Frequently Asked Questions
cuVS (CUDA Vector Search) is NVIDIA's open-source library for GPU-accelerated approximate nearest neighbor (ANN) algorithms. CAGRA (CUDA ANN GRAph-based algorithm) is its graph-based ANN algorithm for index construction and search on CUDA. CAGRA builds a compressed graph of proximity neighbors entirely on GPU, cutting index construction 10-30x faster than CPU HNSW for the same recall targets. cuVS is the backend powering GPU indexing in Faiss, Milvus 2.5+, and OpenSearch 3.0+.
As of mid-2026, cuVS is integrated into four major ecosystems: Faiss (via the faiss-gpu build), Milvus 2.5/2.6 (native CAGRA and GPU-IVF-PQ index types), OpenSearch 3.0 (GPU index build plugin), and Elasticsearch (GPU build acceleration in the vector search tier, experimental). KDB.AI has announced a cuVS integration for its in-process vector store. Qdrant ships its own GPU-accelerated HNSW indexing (Qdrant 1.13+, not cuVS-based). Weaviate remains CPU-only for ANN construction as of this writing.

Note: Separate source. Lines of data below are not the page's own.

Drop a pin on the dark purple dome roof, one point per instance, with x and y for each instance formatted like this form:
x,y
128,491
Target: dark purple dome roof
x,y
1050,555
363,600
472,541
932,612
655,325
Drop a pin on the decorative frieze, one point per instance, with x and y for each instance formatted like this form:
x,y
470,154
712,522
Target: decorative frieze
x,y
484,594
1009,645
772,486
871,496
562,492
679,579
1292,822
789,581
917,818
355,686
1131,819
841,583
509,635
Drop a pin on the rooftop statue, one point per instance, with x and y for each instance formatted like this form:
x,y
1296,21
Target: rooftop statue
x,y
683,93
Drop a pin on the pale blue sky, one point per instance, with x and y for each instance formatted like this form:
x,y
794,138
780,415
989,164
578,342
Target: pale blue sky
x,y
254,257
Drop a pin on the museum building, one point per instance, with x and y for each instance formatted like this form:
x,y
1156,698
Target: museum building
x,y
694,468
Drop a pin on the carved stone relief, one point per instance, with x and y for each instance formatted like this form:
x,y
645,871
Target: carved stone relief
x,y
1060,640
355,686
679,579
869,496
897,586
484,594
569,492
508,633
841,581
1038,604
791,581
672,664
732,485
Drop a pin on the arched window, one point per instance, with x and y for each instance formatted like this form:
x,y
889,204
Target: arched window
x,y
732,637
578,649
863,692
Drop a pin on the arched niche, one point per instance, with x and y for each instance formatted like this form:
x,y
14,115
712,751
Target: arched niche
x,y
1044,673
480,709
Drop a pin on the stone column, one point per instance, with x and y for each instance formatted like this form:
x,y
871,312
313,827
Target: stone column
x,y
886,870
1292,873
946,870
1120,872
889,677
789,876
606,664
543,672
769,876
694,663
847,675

CAGRA requires the full vector dataset to fit in GPU VRAM during index construction. At 1536-dimensional float32, 1 billion vectors require about 6 TB of raw data - far beyond a single GPU. In practice, CAGRA is used for corpora up to 100M-200M vectors per GPU (an H100 SXM5 with 80GB can fit roughly 13M float32 1536-dim vectors before CAGRA graph overhead; use int8 quantization or GPU-IVF-PQ for larger corpora). For billion-scale datasets, the practical path is DiskANN (SSD-backed) or sharded CAGRA across multiple GPUs.
Yes, this is the recommended pattern for cost-sensitive workloads. Faiss supports exporting a CAGRA-built graph to a CPU-readable HNSW layout using the IndexHNSWCagra class: create cpu_index = faiss.IndexHNSWCagra(), set cpu_index.base_level_only = True, then call gpu_index.copyTo(cpu_index) to copy the CAGRA graph into the HNSW base layer. Milvus 2.6's hybrid CAGRA mode builds on GPU and serves on CPU automatically. The workflow is: rent a GPU for the nightly or weekly re-index job, build the CAGRA index, export to CPU-compatible format, drop the GPU instance, and serve from CPU. GPU costs are only incurred during the build window.

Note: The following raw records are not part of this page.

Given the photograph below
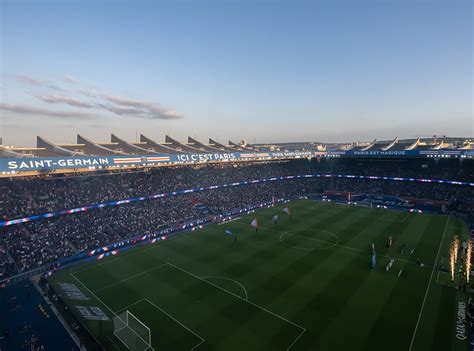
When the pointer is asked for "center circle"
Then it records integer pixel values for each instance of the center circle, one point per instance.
(326, 239)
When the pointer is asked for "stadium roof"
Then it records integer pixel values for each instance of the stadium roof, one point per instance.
(118, 146)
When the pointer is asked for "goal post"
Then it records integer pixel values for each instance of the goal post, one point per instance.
(132, 332)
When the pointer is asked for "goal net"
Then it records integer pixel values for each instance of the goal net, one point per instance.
(132, 332)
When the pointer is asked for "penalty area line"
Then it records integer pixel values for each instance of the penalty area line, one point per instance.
(428, 287)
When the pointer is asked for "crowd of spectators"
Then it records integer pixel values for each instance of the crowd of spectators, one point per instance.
(27, 246)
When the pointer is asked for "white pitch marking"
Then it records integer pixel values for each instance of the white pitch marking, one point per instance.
(428, 287)
(232, 280)
(132, 277)
(241, 298)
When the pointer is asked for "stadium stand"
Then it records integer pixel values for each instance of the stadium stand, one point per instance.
(35, 244)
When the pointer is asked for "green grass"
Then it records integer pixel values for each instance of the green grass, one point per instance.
(304, 284)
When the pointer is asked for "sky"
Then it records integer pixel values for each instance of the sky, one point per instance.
(264, 71)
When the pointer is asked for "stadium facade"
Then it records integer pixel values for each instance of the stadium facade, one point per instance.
(86, 155)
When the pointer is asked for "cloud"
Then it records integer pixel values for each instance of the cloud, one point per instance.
(30, 80)
(38, 82)
(50, 99)
(30, 110)
(149, 109)
(118, 105)
(70, 79)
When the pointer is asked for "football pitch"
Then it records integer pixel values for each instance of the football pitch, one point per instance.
(303, 284)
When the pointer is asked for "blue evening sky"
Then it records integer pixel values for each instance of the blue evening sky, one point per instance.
(260, 70)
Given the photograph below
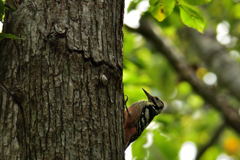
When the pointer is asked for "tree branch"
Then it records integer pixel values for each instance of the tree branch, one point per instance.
(217, 59)
(164, 46)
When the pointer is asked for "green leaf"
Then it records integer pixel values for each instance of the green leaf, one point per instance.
(7, 35)
(160, 9)
(191, 17)
(133, 5)
(197, 2)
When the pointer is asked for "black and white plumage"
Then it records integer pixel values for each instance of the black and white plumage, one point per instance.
(139, 115)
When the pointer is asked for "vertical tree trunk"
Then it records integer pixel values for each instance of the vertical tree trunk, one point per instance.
(61, 94)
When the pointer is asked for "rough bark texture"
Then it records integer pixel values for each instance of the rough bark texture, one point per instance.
(61, 85)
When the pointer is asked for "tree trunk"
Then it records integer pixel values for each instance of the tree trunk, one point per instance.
(61, 94)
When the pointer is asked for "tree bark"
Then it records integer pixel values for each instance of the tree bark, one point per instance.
(61, 94)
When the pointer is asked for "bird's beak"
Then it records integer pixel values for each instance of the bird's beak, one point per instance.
(150, 97)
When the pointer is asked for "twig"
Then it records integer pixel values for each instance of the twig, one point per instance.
(219, 102)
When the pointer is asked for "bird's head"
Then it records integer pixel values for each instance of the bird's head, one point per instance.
(158, 104)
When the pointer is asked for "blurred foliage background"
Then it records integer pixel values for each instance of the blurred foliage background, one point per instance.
(189, 124)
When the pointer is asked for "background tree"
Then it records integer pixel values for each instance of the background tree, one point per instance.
(197, 75)
(61, 80)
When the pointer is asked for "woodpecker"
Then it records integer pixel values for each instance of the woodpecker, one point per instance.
(138, 116)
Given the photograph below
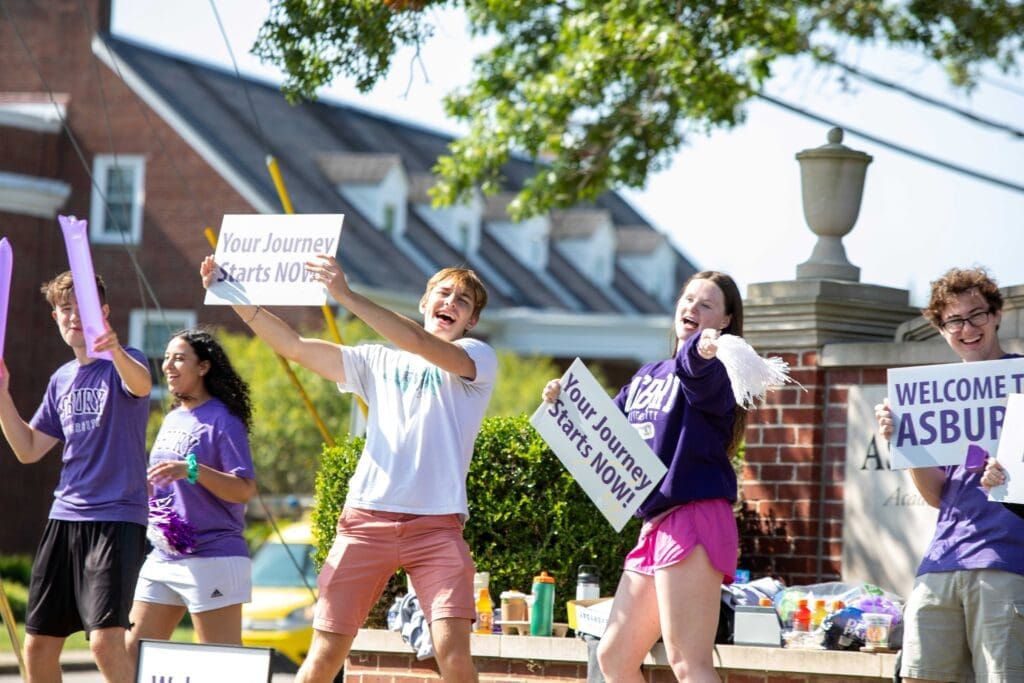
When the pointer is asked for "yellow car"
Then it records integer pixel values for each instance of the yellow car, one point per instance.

Probably not. CPU HNSW on a modern 32-core server builds a 1M x 768-dimension index in under 3 minutes. CAGRA on an H100 takes roughly 8 seconds for the same task - a big relative speedup, but the absolute time difference is small enough that the GPU instance cost does not break even unless you are rebuilding several times per day. The crossover point where GPU indexing pays off is roughly 5-10M vectors, where CPU HNSW build times exceed 30-60 minutes and nightly re-indexing windows become tight.